Sea level rise is especially relevant to coastal residents, because it raises the base sea level, which then make the effect of additional surges from storms that much more impactful.

And, as James Hansen said today on CNN’s FAREED Zacharia,  80% of the world’s population lives near the coast.Please see the below quote from CNN’s FAREED ZACHARIA GPS, which aired today.  Here is his solution, which we need to implement right now.

Hansen’s idea to curb climate change:  “…As long as fossil fuels are the cheapest energy, people are going to keep burning them and going to find them, to dig them up wherever they can find them. …what we need to do is add a gradually rising fee to the fossil fuels, which you would collect from the fossil fuel companies at the source… And that money should be distributed to – all legal residents of the country. That way the person who does better than average in limiting his carbon footprint will make money, and it will be a big incentive for them to pay attention to their carbon footprint. It will be a big incentive for entrepreneurs to develop no carbon and low carbon energy sources and products. And the economic studies that have been done show that this actually stimulates the economy. So it doesn’t cost anything.”
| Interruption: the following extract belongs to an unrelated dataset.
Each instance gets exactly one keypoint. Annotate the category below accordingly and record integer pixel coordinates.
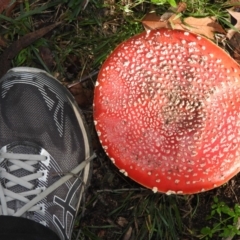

It is very urgent to attend to this problem.  The only trouble with the below quote is that many people have a very democratic idea about the meaning of the  word hypothesis.  They do not realize the weightof the science behind it.  There are many careful observations of fact that go into the making of a hypothesis.

Hansen’s hypothesis on sea levels rising as much as 10 feet within 50 years:“Not only would it be 10 feet, but it would imply that in the next decades after that it would be even more. Because where this water is coming from is the west Antarctic ice sheet, and then there’s another part of the east Antarctic ice sheet which also has several meters of sea level rise in its ice. So what that would mean is coastal cities would become dysfunctional. Parts of the city would still be above water, but it wouldn’t make sense to try to rebuild them partially because they know the water is going to keep rising. So we can’t let it go unstable. We would lose all the coastal cities in the world, and that’s enormous a cost, which would affect everybody, whether they’re living on the coast or not.”

 

We need to elect politicians who will help us implement Hansen’s climate change solution, NOW.